In recent weeks, the Islamic Republic of Iran has experienced one of its most intense moments of social mobilization since the 1979 revolution. An outbreak that was born as a protest against a deep economic crisis—including the depreciation of the rial, the fall in purchasing power and uncontrolled inflation—was transformed into a direct political challenge to the clerical establishment and to the Supreme Leader Ayatollah Ali Khamenei. The authorities responded with a combination of lethal violence, total internet shutdown and information censorship that remembers what happened and continues to happen in Venezuela.

In Iran, the protest movement, which began in late December 2025, quickly spread across the 31 provincesdriven not only by merchants and workers burdened by the deterioration of their economy, but also by a citizenry that sees material discontent as a reflection of a regime incapable of offering perspectives. In several cities, including Tehran, Kermanshah and Ilamthe demonstrations became massive and sustained, with scenes of civil disobedience, business closures, and protests that did not stop even after the government imposed extreme measures to silence dissent.

The state response has been, from the beginning, brutal. According to human rights organizations such as Iranian Human Rights (IHR)at least 45 people have diedincluding minors, while Thousands have been injured or arrested in just 12 days of protests. NGOs and independent groups also report, despite information restrictions, that security forces have broken into hospitals to arrest those injured in the demonstrations and that they have used lethal force on multiple occasions.

But what has caught the attention of international observers has been the tactic of digital censorship: the total blackout of internet and telecommunications services nationwidea recurring tool of the regime to block the circulation of images, videos and messages that may portray state violence or coordinate protests.
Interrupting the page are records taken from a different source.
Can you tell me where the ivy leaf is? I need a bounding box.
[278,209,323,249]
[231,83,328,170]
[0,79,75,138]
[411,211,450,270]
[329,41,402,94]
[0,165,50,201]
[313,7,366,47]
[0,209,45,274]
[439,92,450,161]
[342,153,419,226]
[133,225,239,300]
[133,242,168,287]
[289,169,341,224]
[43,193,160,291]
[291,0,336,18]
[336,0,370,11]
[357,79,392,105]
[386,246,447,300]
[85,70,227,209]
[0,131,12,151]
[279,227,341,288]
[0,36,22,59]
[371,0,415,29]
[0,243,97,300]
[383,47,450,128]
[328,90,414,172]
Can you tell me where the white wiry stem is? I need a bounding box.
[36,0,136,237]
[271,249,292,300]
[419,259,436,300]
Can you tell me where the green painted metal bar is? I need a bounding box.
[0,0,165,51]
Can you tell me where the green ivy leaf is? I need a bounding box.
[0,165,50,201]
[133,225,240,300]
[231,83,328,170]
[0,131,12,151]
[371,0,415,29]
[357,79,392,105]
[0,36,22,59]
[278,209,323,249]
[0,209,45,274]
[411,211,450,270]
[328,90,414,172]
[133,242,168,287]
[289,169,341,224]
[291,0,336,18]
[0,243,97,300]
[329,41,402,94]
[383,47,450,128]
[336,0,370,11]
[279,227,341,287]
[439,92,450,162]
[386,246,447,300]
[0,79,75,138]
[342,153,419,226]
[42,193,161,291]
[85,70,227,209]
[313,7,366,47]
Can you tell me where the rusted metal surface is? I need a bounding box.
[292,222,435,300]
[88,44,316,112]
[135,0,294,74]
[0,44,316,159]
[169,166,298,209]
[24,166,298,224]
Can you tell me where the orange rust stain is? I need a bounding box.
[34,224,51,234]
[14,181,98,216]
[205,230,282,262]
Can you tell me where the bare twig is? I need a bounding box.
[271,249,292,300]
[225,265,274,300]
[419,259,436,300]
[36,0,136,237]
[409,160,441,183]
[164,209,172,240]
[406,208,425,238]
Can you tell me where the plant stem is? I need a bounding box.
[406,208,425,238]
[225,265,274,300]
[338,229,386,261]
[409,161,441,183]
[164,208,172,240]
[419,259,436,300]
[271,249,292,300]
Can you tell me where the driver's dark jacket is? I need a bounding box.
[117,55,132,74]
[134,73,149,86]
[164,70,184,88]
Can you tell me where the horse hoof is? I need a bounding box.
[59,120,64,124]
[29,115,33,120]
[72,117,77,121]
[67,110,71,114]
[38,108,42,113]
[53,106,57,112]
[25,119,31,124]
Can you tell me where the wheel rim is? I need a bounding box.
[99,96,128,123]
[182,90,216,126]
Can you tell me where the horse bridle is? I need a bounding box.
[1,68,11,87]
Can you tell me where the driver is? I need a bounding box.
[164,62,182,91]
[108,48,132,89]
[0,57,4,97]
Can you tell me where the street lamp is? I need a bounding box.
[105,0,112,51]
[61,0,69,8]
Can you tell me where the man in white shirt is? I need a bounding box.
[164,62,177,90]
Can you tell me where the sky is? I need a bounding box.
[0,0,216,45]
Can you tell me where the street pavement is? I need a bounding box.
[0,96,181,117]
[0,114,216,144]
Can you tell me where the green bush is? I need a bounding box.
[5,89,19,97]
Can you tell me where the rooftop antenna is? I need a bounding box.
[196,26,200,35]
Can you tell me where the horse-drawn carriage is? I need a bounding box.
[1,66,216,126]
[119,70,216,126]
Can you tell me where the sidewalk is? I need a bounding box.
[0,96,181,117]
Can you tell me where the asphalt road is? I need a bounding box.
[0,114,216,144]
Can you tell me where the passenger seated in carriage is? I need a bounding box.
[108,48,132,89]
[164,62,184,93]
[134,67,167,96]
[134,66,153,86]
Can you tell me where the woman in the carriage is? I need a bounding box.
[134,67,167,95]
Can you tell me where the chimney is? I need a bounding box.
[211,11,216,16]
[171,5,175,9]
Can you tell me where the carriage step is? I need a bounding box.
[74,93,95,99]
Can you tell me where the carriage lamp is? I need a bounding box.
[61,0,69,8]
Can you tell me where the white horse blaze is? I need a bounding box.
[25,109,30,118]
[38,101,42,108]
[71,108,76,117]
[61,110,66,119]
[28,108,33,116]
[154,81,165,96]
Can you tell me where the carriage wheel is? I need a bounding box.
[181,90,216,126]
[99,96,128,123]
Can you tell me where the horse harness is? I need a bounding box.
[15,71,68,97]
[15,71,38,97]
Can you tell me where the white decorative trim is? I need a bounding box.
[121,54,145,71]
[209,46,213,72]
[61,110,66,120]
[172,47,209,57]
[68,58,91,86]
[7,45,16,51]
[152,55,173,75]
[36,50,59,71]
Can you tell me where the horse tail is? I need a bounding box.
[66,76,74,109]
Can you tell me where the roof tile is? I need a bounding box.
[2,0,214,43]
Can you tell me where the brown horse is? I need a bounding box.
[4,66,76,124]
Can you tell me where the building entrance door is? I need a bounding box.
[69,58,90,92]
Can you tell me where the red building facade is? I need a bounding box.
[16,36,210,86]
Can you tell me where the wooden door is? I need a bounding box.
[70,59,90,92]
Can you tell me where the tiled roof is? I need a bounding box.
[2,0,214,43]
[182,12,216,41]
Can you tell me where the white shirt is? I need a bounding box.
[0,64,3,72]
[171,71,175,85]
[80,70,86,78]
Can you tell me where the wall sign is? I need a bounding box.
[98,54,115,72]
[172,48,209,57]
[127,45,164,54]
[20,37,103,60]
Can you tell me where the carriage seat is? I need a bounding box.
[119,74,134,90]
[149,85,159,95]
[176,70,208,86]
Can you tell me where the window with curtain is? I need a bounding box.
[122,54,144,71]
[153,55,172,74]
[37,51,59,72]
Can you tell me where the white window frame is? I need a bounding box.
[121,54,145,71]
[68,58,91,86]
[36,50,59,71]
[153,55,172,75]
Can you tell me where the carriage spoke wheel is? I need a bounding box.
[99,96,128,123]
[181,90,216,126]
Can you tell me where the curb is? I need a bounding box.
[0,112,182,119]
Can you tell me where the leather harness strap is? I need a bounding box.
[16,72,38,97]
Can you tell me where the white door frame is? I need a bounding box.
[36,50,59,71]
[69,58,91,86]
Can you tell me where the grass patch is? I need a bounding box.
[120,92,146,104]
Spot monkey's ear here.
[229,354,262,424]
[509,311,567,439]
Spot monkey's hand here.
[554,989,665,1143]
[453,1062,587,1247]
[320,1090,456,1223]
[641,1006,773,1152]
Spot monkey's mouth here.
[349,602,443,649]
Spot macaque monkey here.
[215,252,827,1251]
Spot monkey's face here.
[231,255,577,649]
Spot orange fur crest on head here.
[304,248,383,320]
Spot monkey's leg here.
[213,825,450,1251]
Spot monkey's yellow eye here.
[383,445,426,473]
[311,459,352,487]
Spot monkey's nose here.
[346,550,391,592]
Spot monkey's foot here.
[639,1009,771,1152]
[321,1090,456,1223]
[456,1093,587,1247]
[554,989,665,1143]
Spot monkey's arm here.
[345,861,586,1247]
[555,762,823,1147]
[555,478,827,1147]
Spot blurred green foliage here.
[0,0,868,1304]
This blackout, detected by monitoring groups such as NetBlocks and confirmed by multiple international agencies, was deliberately imposed from the center of power and leaves the country “almost incommunicado,” even preventing the use of virtual private networks that are usually the only way to connect to free information within the country.

Iran and Venezuela

The strategy is not new in Iran; The regime has resorted to similar blockades in protests in 2019 and 2022, and the interruption of digital access has become a form of suppress dissent before using lethal forcedrastically reducing the international visibility of what happens on the streets.

This pattern—violent repression combined with information control—has disturbing parallels with what was recently observed in Venezuelawhere the State, after the capture of Nicolas Maduro by US forces, reacted by toughening repressive tactics and affecting the free flow of information within its territory. In both cases, the regimes faced the challenge not only with brute force, but with mechanisms that seek neutralize the visibility of their violence and cut off the transmission of images and stories that could amplify the social revolt.

Photogallery A protester participates in a demonstration against the Iranian regime in Brussels. The protest, called by the opposition organization National Council of Resistance of Iran (CNRI)

The logic of both governments appears to be the same: faced with the specter of political change—whether due to internal protests or external events that undermine their power—the first response is close public space, silence media and control the narrativein the hope that discontent does not find organized ways to consolidate. In Venezuela, this logic was expressed centuries ago in the capture of communications, pressure on journalists and the manipulation of social networks; In Iran, the way is total blackout and digital persecution.

This strategy is also a sign of weakness rather than strength. The simultaneous resort to physical violence and communication blackouts shows that the government feels incapable of managing the protest through consensus or negotiation. In a global context where information is a fundamental political asset, closing the internet is like close your eyes to reality: It may prevent others from seeing what is happening, but it does not change what is happening.

Photogallery Iranian women walk past a mural depicting the Statue of Liberty with her torch-bearing arm broken, painted on the exterior walls of the former US embassy

The immediate intention of these regimes is usually calm the waters, stop the escalation and wait for time to dilute the social pressurewhile opening minimal channels of concessions—such as promises of dialogue or cosmetic reforms—that operate as a release valve with no real structural impact. This allows the power to claim that it acts with “moderation” or “sensibility” towards its critics, even after having used extreme measures.

Iran now faces a critical challenge: its repressive response has ignited a flame that neither blackouts nor violence have been able to quell. The intensive use of force and censorship may temporarily contain protests, but it also deepens the fracture between the State and broad sectors of society. In Venezuela, for its part, repression coordinated with external intervention has generated a even deeper internal polarizationwith sectors firm in their rejection of the regime that do not disappear despite the state control of the narrative.

Photogallery A protester holds a banner that says

In both cases, repression becomes a constitutive element of resistance: the more violent and opaque the responses of power, the more they feed the perception that there is no possible future within the existing institutional framework. This does not necessarily mean that the regimes will collapse immediately, but it does mean that The stability they seek to impose is increasingly based on the authoritarian use of the State and less on popular legitimacy.